Hypothesis: the exhaustion and heavy sadness I am experiencing in these pandemic times, in spite of (or maybe because of) my relative safety, comfort and privilege, comes from the work of seeing what I didn't have to see quite so clearly in the pre-pandemic times.
There's the price my comfort has always exacted on someone else. The grocery store workers, farm workers, bus drivers, cleaning staff and more who can't afford to not work even though they don't have safe working conditions, for instance.
That lettuce from CA cost someone something as did that overnight delivery of that little gadget I need to keep my online work life moving. It always has cost, but the toll used to be exacted more slowly and out of sight.
Then there's seeing the precariousness of almost everything. The shell game nature of it. The way that, when the wheels stop spinning so fast, much falls apart. Was it ever even solid? The pyramid scheme becomes most obvious when then the transactions stop happening.
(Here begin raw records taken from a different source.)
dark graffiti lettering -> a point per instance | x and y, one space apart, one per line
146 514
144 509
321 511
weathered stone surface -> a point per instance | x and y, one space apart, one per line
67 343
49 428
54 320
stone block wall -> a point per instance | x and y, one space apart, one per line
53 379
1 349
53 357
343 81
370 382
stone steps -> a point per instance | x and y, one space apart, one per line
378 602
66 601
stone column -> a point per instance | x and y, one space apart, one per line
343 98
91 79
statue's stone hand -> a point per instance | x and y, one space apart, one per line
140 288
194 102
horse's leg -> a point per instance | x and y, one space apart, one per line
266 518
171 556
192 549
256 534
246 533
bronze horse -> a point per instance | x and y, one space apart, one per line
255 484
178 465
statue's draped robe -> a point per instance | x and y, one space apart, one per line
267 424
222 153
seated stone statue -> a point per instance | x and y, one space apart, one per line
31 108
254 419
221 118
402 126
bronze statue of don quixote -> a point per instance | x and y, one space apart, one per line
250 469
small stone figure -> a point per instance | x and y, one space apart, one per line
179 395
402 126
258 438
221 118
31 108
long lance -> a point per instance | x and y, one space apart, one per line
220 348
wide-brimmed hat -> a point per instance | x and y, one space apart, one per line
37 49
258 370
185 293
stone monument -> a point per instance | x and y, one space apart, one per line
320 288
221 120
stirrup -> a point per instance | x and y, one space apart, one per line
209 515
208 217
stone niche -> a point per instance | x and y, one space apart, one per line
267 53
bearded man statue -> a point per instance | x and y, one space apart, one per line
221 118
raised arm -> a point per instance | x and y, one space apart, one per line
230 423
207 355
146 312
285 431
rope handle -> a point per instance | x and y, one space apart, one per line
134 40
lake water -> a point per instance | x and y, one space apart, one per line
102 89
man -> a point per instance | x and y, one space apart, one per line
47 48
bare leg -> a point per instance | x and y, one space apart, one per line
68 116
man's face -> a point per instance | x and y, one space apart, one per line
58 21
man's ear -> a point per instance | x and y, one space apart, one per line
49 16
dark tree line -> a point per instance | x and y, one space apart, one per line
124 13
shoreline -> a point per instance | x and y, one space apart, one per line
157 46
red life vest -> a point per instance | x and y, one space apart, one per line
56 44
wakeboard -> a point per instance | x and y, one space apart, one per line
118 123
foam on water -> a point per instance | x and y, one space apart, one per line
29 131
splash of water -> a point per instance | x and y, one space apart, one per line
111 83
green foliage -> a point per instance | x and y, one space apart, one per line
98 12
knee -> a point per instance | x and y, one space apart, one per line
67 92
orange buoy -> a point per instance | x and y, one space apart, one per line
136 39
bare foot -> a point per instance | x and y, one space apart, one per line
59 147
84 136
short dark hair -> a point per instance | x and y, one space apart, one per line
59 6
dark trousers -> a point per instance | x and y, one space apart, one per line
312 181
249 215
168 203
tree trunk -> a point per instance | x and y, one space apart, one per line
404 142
And there is the reckoning with the fact that the powers that be are not acting as though they actually have the best interests of the people at heart. Some communities have known this for centuries. Others of us knew intellectually. But it's fast becoming visceral for more of us
COVID-19 is many things. A disease. A complex system. A measure of our interconnection. A reason to pause. A threat to our safety. A discontinuity with the future we thought we had. A threat multiplier. An inequity revealer. An economy disrupter.
But I'm starting to think it is, in being all of these things, most of all a highly polished mirror, or maybe a broom that sweeps away illusions.
One of our choices in these times is whether we will choose to stare in the mirror, or not. Will we see what is revealed or will we look away and devote mental energy instead to distraction and propping up comforting illusions?
Looking in the mirror is work. So is building up the illusions of normalcy. Both efforts might leave us exhausted at the end of a day. But, it seems to me, only one opens the door to a possibly better future.